Legacy COBOL systems process millions of transactions nightly, dumping the results into Fixed-Width Text Files (often called “Flat Files”). Unlike modern JSON or CSV, these files have no delimiters. A customer name isn’t “Column B”—it is exactly bytes 10 through 40 of a row. If a single byte is off, the entire dataset breaks.

For modern AI Agents, these files are opaque blobs. Without a strict schema validator, an agent trying to read a flat file will hallucinate relationships that don’t exist.

We will build a FastMCP Server that acts as a Validation Gateway. Instead of your agent trying to parse raw text, it hands the file and a “Copybook” (schema definition) to this tool. The tool returns structured, validated JSON or specific error reports pinpointing exactly which row and byte failed.

  • A Fixed-Width Parser: Uses pandas to strictly enforce byte-level column definitions.
  • Schema Validator: Checks if numeric fields actually contain numbers and if dates match COBOL formats (e.g., YYMMDD).
  • Data Cleanser: Trims the aggressive whitespace padding typical of mainframe exports.

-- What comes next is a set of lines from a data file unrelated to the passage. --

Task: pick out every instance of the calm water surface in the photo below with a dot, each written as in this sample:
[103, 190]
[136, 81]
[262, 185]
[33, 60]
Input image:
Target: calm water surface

This MCP server provides two tools: validate_flat_file to check data integrity, and parse_flat_file to convert the legacy format into agent-readable JSON.

import pandas as pd
import io
import json
from typing import List, Dict, Any
from fastmcp import FastMCP
from pydantic import BaseModel, Field
# Initialize the FastMCP server
mcp = FastMCP("COBOL Flat File Validator")
class ColumnSpec(BaseModel):
name: str = Field(..., description="The name of the field (e.g., 'CUSTOMER_ID')")
length: int = Field(..., description="The fixed width length of the field in characters")
dtype: str = Field(..., description="Expected data type: 'str', 'int', 'float'")
@mcp.tool()
def parse_and_validate(file_content: str, schema: List[Dict[str, Any]]) -> str:
"""
Parses a COBOL fixed-width flat file content based on a provided schema (list of column specs).
Returns a JSON string containing valid records and a report of any validation errors.
Args:
file_content: The raw string content of the flat file.
schema: A list of dicts, each containing 'name', 'length', and 'dtype'.
Example: [{"name": "ID", "length": 5, "dtype": "int"}, ...]
"""
try:
# Convert schema dicts to ColumnSpec objects for validation
specs = [ColumnSpec(**s) for s in schema]
# Calculate field widths for pandas read_fwf
col_specs = []
current_pos = 0
for spec in specs:
col_specs.append((current_pos, current_pos + spec.length))
current_pos += spec.length
names = [s.name for s in specs]
# Use pandas to read the fixed width file
# strict=False allows reading, we validate manually later for better error reporting
df = pd.read_fwf(
io.StringIO(file_content),
colspecs=col_specs,
header=None,
names=names,
dtype=str, # Read all as string initially to prevent auto-conversion errors
keep_default_na=False
)
validation_report = {
"total_rows": len(df),
"valid_rows": 0,
"errors": [],
"data": []
}
valid_data = []
for index, row in df.iterrows():
row_errors = []
cleaned_row = {}
for spec in specs:
raw_val = row[spec.name]
# COBOL CLEANSING: Strip padding
clean_val = raw_val.strip() if raw_val else ""
# VALIDATION LOGIC
if spec.dtype == 'int':
if not clean_val.isdigit():
# Allow empty if strictly nullable, but COBOL often pads with 0
if clean_val == "":
clean_val = 0 # assumption for this logic
else:
row_errors.append(f"Field '{spec.name}' expected INT, got '{raw_val}'")
else:
clean_val = int(clean_val)
elif spec.dtype == 'float':
try:
clean_val = float(clean_val)
except ValueError:
row_errors.append(f"Field '{spec.name}' expected FLOAT, got '{raw_val}'")
cleaned_row[spec.name] = clean_val
if row_errors:
validation_report["errors"].append({
"row_index": index,
"issues": row_errors
})
else:
valid_data.append(cleaned_row)
validation_report["valid_rows"] = len(valid_data)
validation_report["data"] = valid_data
return json.dumps(validation_report, indent=2)
except Exception as e:
return json.dumps({"fatal_error": str(e)})
@mcp.tool()
def generate_schema_template() -> str:
"""Returns a template JSON schema for the user to fill out."""
template = [
{"name": "RECORD_TYPE", "length": 2, "dtype": "str"},
{"name": "ACCOUNT_NUM", "length": 10, "dtype": "int"},
{"name": "AMOUNT", "length": 12, "dtype": "float"},
{"name": "DESCRIPTION", "length": 30, "dtype": "str"}
]
return json.dumps(template, indent=2)
if __name__ == "__main__":
mcp.run()

This Dockerfile ensures all data processing dependencies are installed and the server is exposed on port 8000 for Railway or similar cloud hosting.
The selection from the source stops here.